So after having my entire worldview shattered twice this week when I learned that the Barclaycard logo was meant to be an open globe instead of a burst beach ball and that the NatWest logo is three cubes – to symbolise the coming together of the three original constituent banks – instead of a Penrose triangle, I started to wonder what the story behind other bank logos are
I suppose RBS and BOS are meant to be a nod to the Scottish flag. But is there a reason why Halifax is an X, Lloyds is a horse or HSBC an origami butterfly thing? Is there other bank-related iconography I don’t know about?
The HSBC logo was meant to represent the Saint Andrew’s cross, as the founder was Scottish (History timeline | HSBC Holdings plc).
The Lloyds horse dates back to the founding of the bank’s predecessor institution, and was designed to be distinctive at a time when many people couldn’t read but could recognise symbols (Timeline - Lloyds Banking Group plc).
This is why C Hoare & Co, for example, has a golden bottle as it’s logo - reflecting it’s history as a goldsmith, and also designed to be recognisable.
The real mystery is whether or not NatWest’s former HQ was really built to resemble the logo or not (https://en.wikipedia.org/wiki/Tower_42)!

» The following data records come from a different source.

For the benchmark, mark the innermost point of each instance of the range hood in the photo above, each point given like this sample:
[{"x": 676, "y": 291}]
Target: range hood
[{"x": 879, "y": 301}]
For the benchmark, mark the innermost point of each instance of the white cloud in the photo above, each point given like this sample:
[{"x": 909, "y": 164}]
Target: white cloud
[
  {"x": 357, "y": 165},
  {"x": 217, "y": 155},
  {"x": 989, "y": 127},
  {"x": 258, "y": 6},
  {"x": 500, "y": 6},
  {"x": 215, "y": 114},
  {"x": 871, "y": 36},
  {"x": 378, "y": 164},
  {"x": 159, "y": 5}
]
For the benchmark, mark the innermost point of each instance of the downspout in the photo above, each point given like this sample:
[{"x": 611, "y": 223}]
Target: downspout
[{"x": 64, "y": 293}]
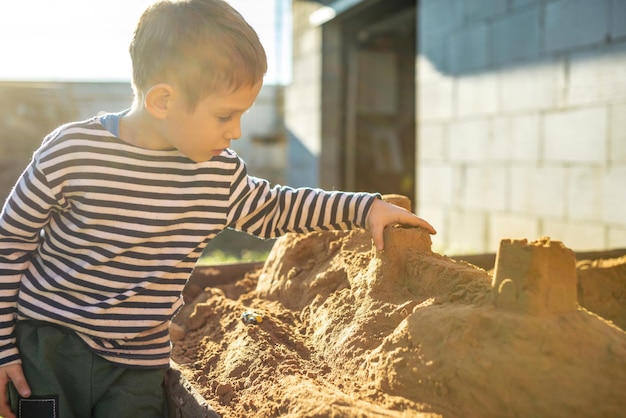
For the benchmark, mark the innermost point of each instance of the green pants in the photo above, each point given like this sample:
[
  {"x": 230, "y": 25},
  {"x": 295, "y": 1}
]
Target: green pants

I have no idea about Halifax, I think that’s just an abstract design that’s a play on the letter X.
As Chekhov once said… “Every day’s a school day”.
(May have been Dickens…)
I don’t actually know the story (actually, don’t know the story of any of them!), but I had to Google it, because I just had to know…
Lloyds Bank inherited the famous black horse symbol in 1884. The first recorded use of the black horse sign was in 1677, at Lombard Street in the City of London.

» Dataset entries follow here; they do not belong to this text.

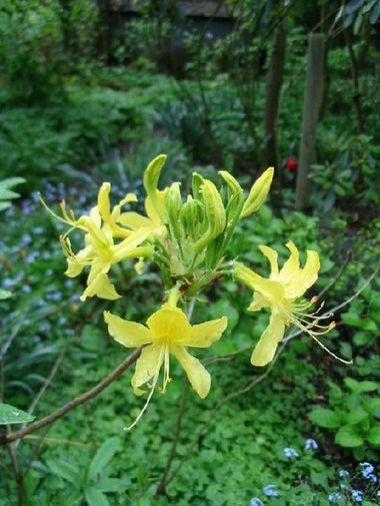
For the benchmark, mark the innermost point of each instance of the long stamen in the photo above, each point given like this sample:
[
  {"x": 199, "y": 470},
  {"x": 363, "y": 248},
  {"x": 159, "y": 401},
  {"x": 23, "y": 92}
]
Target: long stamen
[
  {"x": 152, "y": 388},
  {"x": 298, "y": 323},
  {"x": 146, "y": 403}
]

In the 17th Century, there were no street numbers, and so businesses used decorative signs to attract customers. The signs also provided a means of identification in a largely illiterate society.

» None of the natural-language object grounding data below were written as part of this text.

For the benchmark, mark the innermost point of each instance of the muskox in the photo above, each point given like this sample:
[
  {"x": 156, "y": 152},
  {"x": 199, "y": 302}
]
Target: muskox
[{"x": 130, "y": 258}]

The black horse sign originally hung above the establishment of goldsmith Humphrey Stokes. By 1728 it was being used by another Lombard Street goldsmith, John Bland. This firm eventually became Barnetts, Hoares & Co and was taken over by Lloyds in 1884.
The Bank’s first symbol, the beehive (which represented thrift and industry), continued to be used alongside the black horse until the early 20th century. It still appears on some bank buildings.
I like the Deutsche bank logo - the slash in the middle of the box stands for growth, and the box around it signifies stability. It’s got just the right mix of simplicity that brands onto your brain, a little bit of chaos with that slash and the box around it that puts it all together.
That’s interesting. I’ve always thought of Deutsche being a West/East thing.